Little is known about Johann Gutenberg, the man. He lived from approximately 1395 to 1468, making him a contemporary of Christopher Columbus and Joan of Arc. He lived in Mainz, Germany, and was probably trained as a goldsmith or gem-cutter. We don’t know what he looked like, whether he was married, or where he is buried. We think that Gutenberg began working on his famous Bible in about 1450, after ironing out the wrinkles in his new and improved version of the printing press.

Prior to the publication of the Gutenberg Bible in 1454 or 1455, pages of books were either hand-copied or stamped from a single block of painstakingly carved wood. One of Gutenberg’s innovations was to use metal letters, individually cast and thus able to be rearranged and reused. He also developed a new formula for ink and made improvements on the press used for making the impression on the paper.

The Gutenberg Bible was printed in three volumes. All total, each Gutenberg Bible contains 1,282 pages—large pages (17 x 12 inches). Each page has two columns each containing 42 lines of text (for this reason, the Gutenberg Bible is sometimes called the 42-line Bible). The text is ornately styled, in the fashion of the scribes who worked by hand. Each chapter of the Bible begins with a large, illuminated (colorfully decorated) initial letter. Other artistic flourishes adorn the spaces around the text, making the Gutenberg Bible highly sought after as a beautiful work of art as well as an important publication in its own right.

It is unlikely that Johann Gutenberg made much money from the publication of his Bible. He lost some of his printing equipment and half of the Bibles he had already printed in a lawsuit. Gutenberg later opened a second printing shop, but it is doubtful that he ever recouped his losses.

Modern scholars estimate that Gutenberg made about 200 copies of the Bible in his first printing. Of those, fewer than 50 are still in existence, and of those only 21 are complete copies.

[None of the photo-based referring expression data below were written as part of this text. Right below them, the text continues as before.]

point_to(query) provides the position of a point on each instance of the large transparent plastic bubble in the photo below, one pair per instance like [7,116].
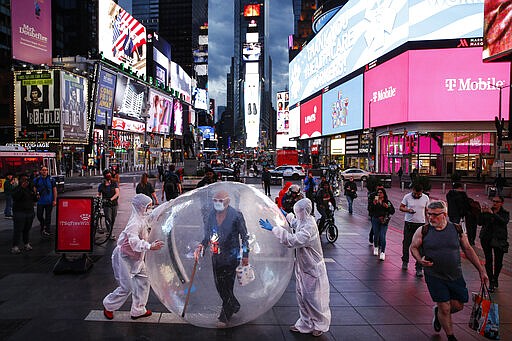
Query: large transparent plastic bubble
[181,224]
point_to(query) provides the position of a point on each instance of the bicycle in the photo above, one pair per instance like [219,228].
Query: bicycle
[102,232]
[330,228]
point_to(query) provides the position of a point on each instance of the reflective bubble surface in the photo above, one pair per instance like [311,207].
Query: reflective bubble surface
[189,220]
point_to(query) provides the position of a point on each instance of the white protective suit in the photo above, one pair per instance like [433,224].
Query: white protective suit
[310,272]
[128,261]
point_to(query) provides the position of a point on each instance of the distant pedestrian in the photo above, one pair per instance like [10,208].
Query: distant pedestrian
[414,204]
[437,247]
[265,180]
[24,198]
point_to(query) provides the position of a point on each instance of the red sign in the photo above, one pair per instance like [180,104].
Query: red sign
[74,225]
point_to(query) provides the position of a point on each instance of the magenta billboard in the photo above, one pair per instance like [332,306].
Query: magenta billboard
[436,85]
[32,31]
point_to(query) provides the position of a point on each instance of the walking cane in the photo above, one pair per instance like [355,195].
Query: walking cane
[190,287]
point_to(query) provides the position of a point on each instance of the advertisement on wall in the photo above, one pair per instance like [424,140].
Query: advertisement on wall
[74,225]
[342,107]
[74,99]
[362,31]
[252,109]
[37,106]
[130,98]
[31,22]
[122,38]
[160,113]
[105,96]
[311,118]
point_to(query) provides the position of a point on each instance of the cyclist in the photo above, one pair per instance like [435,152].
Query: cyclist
[323,197]
[108,190]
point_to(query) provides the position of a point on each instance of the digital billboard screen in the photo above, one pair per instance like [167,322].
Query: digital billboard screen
[311,118]
[342,107]
[122,38]
[74,99]
[497,29]
[37,105]
[160,113]
[31,23]
[105,96]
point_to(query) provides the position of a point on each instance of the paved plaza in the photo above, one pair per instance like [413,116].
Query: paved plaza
[369,300]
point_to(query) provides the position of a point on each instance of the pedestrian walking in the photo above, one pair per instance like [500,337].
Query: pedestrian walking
[440,242]
[494,238]
[128,263]
[414,204]
[381,210]
[24,198]
[312,283]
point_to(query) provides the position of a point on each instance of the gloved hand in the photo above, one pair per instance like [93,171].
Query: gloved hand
[265,224]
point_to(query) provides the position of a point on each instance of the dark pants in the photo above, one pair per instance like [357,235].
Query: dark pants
[22,224]
[266,186]
[224,276]
[493,272]
[409,229]
[110,216]
[44,215]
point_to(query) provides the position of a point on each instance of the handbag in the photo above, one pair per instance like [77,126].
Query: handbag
[484,316]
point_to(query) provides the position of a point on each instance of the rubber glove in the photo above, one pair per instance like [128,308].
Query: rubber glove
[265,224]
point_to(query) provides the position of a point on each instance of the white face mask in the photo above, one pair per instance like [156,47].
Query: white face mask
[218,206]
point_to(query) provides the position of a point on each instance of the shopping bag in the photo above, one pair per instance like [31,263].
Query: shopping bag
[484,316]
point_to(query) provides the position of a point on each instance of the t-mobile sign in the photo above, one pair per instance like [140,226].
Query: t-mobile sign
[436,85]
[311,118]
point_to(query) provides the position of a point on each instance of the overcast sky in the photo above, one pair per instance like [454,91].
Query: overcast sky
[220,45]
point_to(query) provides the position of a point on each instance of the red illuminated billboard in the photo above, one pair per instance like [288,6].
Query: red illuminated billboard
[497,29]
[74,225]
[32,31]
[311,118]
[252,10]
[436,85]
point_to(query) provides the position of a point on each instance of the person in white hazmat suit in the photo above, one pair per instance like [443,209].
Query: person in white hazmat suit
[310,272]
[128,262]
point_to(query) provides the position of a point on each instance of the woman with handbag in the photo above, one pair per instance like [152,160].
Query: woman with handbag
[381,210]
[493,238]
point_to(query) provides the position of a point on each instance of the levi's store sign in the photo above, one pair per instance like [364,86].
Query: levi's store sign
[442,85]
[311,118]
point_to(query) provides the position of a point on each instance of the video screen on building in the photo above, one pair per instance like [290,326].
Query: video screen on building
[37,106]
[74,99]
[105,97]
[31,23]
[122,38]
[130,99]
[342,107]
[497,29]
[311,118]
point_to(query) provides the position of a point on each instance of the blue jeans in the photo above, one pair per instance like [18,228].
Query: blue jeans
[350,200]
[379,234]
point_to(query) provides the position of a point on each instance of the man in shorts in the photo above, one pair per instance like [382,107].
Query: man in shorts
[441,241]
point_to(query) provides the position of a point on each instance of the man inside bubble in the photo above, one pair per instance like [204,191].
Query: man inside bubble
[225,232]
[310,272]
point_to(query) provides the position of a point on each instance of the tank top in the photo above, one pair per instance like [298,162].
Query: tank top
[443,246]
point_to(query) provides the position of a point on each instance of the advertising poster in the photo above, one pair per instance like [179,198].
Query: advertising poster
[31,22]
[122,38]
[343,107]
[74,100]
[105,97]
[37,106]
[159,113]
[74,225]
[130,98]
[311,118]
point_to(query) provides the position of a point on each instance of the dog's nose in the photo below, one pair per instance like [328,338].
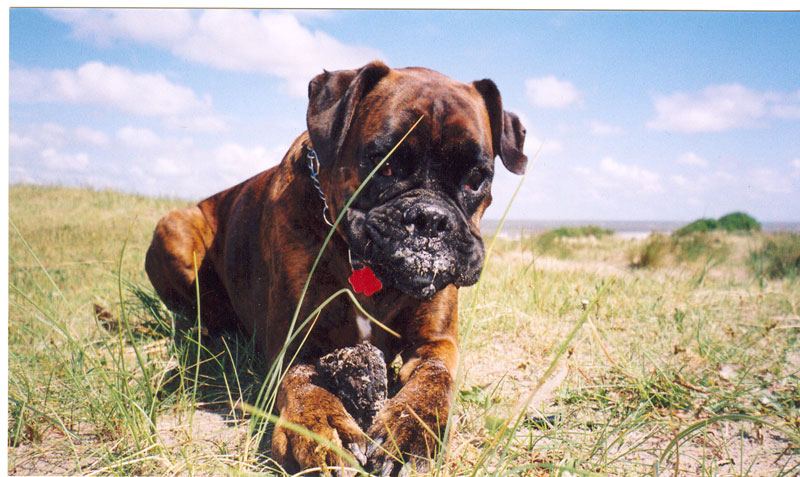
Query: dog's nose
[429,220]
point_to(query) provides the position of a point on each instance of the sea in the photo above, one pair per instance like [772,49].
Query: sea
[632,229]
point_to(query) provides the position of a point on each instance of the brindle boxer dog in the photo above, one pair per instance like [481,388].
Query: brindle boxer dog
[416,224]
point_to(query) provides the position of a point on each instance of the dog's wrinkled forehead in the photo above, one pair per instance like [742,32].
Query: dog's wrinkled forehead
[453,111]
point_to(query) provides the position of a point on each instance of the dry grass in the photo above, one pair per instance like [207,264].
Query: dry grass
[692,364]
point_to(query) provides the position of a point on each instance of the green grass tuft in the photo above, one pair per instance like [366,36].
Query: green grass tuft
[691,366]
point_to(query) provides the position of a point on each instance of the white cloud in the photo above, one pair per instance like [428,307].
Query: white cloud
[146,25]
[96,83]
[549,147]
[720,108]
[201,123]
[691,159]
[769,181]
[602,129]
[549,92]
[65,161]
[269,42]
[689,184]
[53,135]
[137,138]
[91,136]
[632,175]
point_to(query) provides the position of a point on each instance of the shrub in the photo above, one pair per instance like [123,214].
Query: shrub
[700,225]
[733,222]
[739,221]
[692,247]
[778,257]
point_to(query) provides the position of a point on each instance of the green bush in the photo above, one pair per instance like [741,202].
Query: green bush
[739,221]
[778,257]
[692,247]
[698,226]
[733,222]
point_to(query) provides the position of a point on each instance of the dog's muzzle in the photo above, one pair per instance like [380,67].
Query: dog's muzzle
[417,242]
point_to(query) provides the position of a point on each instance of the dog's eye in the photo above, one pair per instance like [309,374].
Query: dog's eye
[474,180]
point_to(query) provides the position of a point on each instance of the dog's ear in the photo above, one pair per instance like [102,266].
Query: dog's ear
[332,100]
[508,133]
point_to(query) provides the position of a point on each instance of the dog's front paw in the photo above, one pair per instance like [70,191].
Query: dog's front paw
[408,430]
[332,432]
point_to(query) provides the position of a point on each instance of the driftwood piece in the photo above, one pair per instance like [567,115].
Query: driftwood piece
[356,375]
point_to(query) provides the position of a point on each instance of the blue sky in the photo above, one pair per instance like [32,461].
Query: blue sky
[640,115]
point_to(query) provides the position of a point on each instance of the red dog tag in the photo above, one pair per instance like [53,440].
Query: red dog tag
[364,281]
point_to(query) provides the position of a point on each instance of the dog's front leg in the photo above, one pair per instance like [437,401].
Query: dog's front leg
[412,423]
[300,401]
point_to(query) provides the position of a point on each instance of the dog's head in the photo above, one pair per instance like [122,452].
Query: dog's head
[416,223]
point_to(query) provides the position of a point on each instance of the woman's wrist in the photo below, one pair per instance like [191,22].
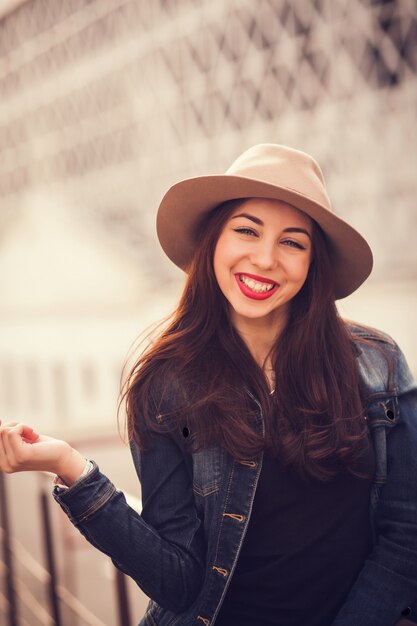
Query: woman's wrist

The publication of the Gutenberg Bible changed the world as few other events ever have. With the moveable-type press, books that were once too expensive and too rare for anyone but the upper class were now cheap enough and common enough for many others. People who never bothered to learn to read now endeavored to become literate. The result was an explosion in knowledge and a hunger for information that revolutionized society. It is no coincidence that the Protestant Reformation began less than a century after the release of the Gutenberg Bible. All across Europe, the Reformers were using Gutenberg’s invention to produce, for the first time, Bibles in the language of the people. God’s Word spread like wildfire across the continent, changing history forever. The teaching of God’s Word gives light (see Psalm 119:130).